The United Nations Food Programme (WFP) says the threatened closure of bakeries which supply cheap bread to the poor residents of Afghanistan's capital may now be averted. WFP officials had earlier said they would close the Kabul bakeries on Friday after failing to reach an agreement with Taleban leaders over the employment of Afghan women for a survey of vulnerable families.

According to an agency spokesman, Khaled Mansour, the Taleban requested that negotiations continue for a few more days - WFP director for Afghanistan, Gerard van Dijk, is to remain in Kabul until Tuesday. However, Mr Mansour said the bakeries - which provide cheaper bread for 300,000 people - will remain closed on Saturday because they do not have flour. "If the negotiations are successful we will move to restore them as soon as possible," said Mr Mansour.

Taleban Demands

As the humanitarian crisis in Afghanistan deepens, the WFP is concerned that the ration card system for distributing bread is now misused. Closure of the bakeries, it claims, would not actually hurt that many hungry people. The organisation wants to conduct a new survey of poverty in Kabul so as to be able to distribute bread to those who most need it. Both the Taleban and the WFP agree that the survey has to be done by women - men are forbidden to view unrelated women - but have failed to reach agreement on exactly who should do it.

The UN wants at least half of the researchers to be local women trained by the agency, but has also accepted Taleban demands to hire female staff from the Public Health Ministry.
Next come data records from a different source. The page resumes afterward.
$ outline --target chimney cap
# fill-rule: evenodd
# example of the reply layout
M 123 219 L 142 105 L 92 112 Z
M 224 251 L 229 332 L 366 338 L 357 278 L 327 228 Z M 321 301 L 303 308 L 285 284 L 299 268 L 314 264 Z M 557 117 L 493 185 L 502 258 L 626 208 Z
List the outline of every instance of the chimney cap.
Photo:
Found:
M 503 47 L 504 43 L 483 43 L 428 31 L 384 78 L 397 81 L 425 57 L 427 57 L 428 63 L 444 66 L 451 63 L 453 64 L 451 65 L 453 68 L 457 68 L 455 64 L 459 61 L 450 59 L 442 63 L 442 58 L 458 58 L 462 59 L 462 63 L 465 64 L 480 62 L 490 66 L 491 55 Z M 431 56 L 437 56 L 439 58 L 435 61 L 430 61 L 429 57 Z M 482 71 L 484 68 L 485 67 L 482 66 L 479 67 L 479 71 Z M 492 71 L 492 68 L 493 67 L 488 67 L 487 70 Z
Afghan women are only allowed to work for the health ministry, and the Taleban says only these employees and women from neighbouring countries will be allowed to do conduct the survey.

'Positive Sign'

That proposal was rejected earlier by the WFP as impractical. "Bringing people from other places requires more costs. Some options are practical and some are less practical. We hope to go houses to find the needy people and for that we have to employ local women ourselves," said Mr van Dijk.

Now WPF officials say they are cautiously optimistic of a breakthrough. "We saw it is a positive sign if they are ready to conduct talks on a Friday" (the Muslim holy day).

'Political Weapon'

Afghanistan's rulers had earlier warned they would not reverse their decision and did not care if all UN aid to the country was suspended. Accusing the UN of using aid as a political weapon, the Taleban have appealed to Islamic nations for help. The latest impasse between the Taleban and international aid organisations comes as Afghanistan suffers its third year of drought. An estimated five million Afghans have little or no access to food, and aid workers warn the humanitarian crisis is deepening.